Treading into interesting and promising new territory, Wolverine Worldwide unveiled its acquisition of Sweaty Betty, a fast-growing U.K.-based brand of women’s fitness and lifestyle apparel that was going to develop a collaboration with Merrell in the area of footwear.
The all-cash transaction was closed on Aug. 2, giving the business an enterprise value of about $410 million, or about 16 times the company’s Ebitda. Wolverine, which is funding the transaction with its own cash and credit lines, said it will be accretive to its own earnings in the first 12 months. It is expected to boost Wolverine’s growth prospects.
Positioned in the premium segment of the activewear market, Sweaty Betty has been rising at a strong double-digit rate in the last four years. It is expected to generate sales of around $250 million this year, 35 percent above the 2019 level. It has been rising at a rate four times higher than the growth of a global activewear market estimated at about $200 billion. As already reported, Sweaty Betty’s sales grew by around 60 percent in 2020, thanks largely to the Covid-related lockdowns. It has been moving into new categories such as swimwear and clothing for cycling and skiing, while developing the lifetyle segment.
Sweaty Betty’s head office in London is located close to the European office of Wolverine, which sees opportunities for the brand’s further growth through its planned diversification into footwear at some point and the support of its own back office and distribution network, as most of its sales still come from Europe.
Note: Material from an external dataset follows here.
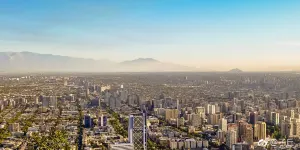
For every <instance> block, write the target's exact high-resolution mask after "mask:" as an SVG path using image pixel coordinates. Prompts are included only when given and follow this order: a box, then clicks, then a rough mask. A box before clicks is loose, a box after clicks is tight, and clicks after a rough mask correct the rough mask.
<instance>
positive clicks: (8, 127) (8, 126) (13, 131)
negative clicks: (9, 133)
mask: <svg viewBox="0 0 300 150" xmlns="http://www.w3.org/2000/svg"><path fill="white" fill-rule="evenodd" d="M8 130H9V132H19V131H20V125H19V123H12V124H9V126H8Z"/></svg>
The group can help Sweaty Betty to open stores in the U.S. and to make deals with its foreign distributors, many of whom operate their own stores. Furthermore, Merrell, Saucony, Keds and other brands owned by Wolverine may benefit from Sweaty Betty’s expertise in apparel design, development and sourcing. Collaborative collections with some of these brands are already planned for next year.
“The acquisition of Sweaty Betty complements our strategic shift over the last several years from a traditional footwear wholesaler into a consumer-obsessed, digital-focused growth company,” commented Blake W. Krueger, Wolverine’s chairman and CEO, adding that it will also give the group a leadership position in the growing women’s activewear category. It is in tune with the digitalization and casualization of the apparel market as well as the strong current health and fitness trend.
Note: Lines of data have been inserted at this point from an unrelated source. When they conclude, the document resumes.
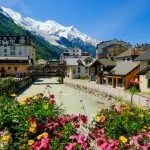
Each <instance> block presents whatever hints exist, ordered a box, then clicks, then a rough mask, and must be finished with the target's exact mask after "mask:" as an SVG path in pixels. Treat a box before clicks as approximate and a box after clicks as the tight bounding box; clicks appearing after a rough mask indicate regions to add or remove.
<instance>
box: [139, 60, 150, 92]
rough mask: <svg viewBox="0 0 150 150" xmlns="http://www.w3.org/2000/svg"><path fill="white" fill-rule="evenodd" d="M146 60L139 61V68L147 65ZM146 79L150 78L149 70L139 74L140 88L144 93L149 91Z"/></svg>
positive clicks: (149, 91)
mask: <svg viewBox="0 0 150 150" xmlns="http://www.w3.org/2000/svg"><path fill="white" fill-rule="evenodd" d="M147 65H148V64H147V61H141V62H140V70H142V69H144V68H145V67H147ZM148 79H150V71H148V72H147V73H146V75H140V90H141V92H144V93H150V88H148Z"/></svg>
Wolverine’s announcement of the takeover came only a few days after the release of its excellent results for its second quarter, which showed more than doubled revenues from the group’s own e-commerce and an improved sales forecast. The takeover of Sweaty Betty should raise the group’s total turnover for this year by around $100 million to between $2.44 billion and $2.50 billion.
Founded in 1998 by Tamara and Simon Hill-Norton, Sweaty Betty has been in the forefront of the women’s fitness movement and a pioneer in the development of e-commerce, complementing a network of 65 mono-brand stores in the U.K., Hong Kong and Singapore, plus shop-in-shops at Nordstrom and other key retailers. Engaging with consumers through the social media, its direct-to-consumer (DTC) business has come to represent over 80 percent of its sales, with about 70 percent of that generated via e-commerce. The gross margin is higher than that of Wolverine, thanks in part to its high prices, but in recent years, the brand has reportedly been less profitable in terms of Ebitda because it has been in an investment mode.
Wolverine, which has a long track record of acquiring and integrating footwear brands, has been pushing the digital sales channel lately. Its acquisition of Sweaty Betty can be seen as an alternative to the takeover of Reebok, a bigger and more diversified player in the women’s fitness market for which it reportedly expressed interest in combination with the Authentic Brands Group.
Brendan Hoffman, who recently replaced Krueger in the role of Wolverine’s president and will soon succeed him as CEO, said that “Sweaty Betty aligns perfectly with our strategic growth plan for Wolverine Worldwide as we focus on growing digital channels, expanding our international footprint and building our brand portfolio beyond footwear.” Julia Straus will continue to serve as Sweaty Betty’s CEO, reporting to Hoffman.
Technically, Wolverine has acquired all the shares of Lady of Leisure InvestCo, the company that owns the Sweaty Betty brand, from L Catterton and other shareholders including Wittington Investments, which had invested in the brand in 2014. L Catterton is the joint venture formed in 2016 between LVMH and Catterton, a U.S.-based equity investment company that had made an unspecified investment in Sweaty Betty the year before. Wittington is the investment vehicle of the British Weston family.
Rothschild & Co. served as financial advisor to Wolverine, with Baker McKenzie and Honigman LLP acting as legal advisors. Goldman Sachs International served as lead financial advisor to Sweaty Betty, and Financo/Raymond James as its financial advisor. Gibson Dunn & Crutcher LLP served as lead legal advisors to L Catterton, Wittington Investments and Sweaty Betty. Pinsent Masons LLP served as legal advisors to Sweaty Betty.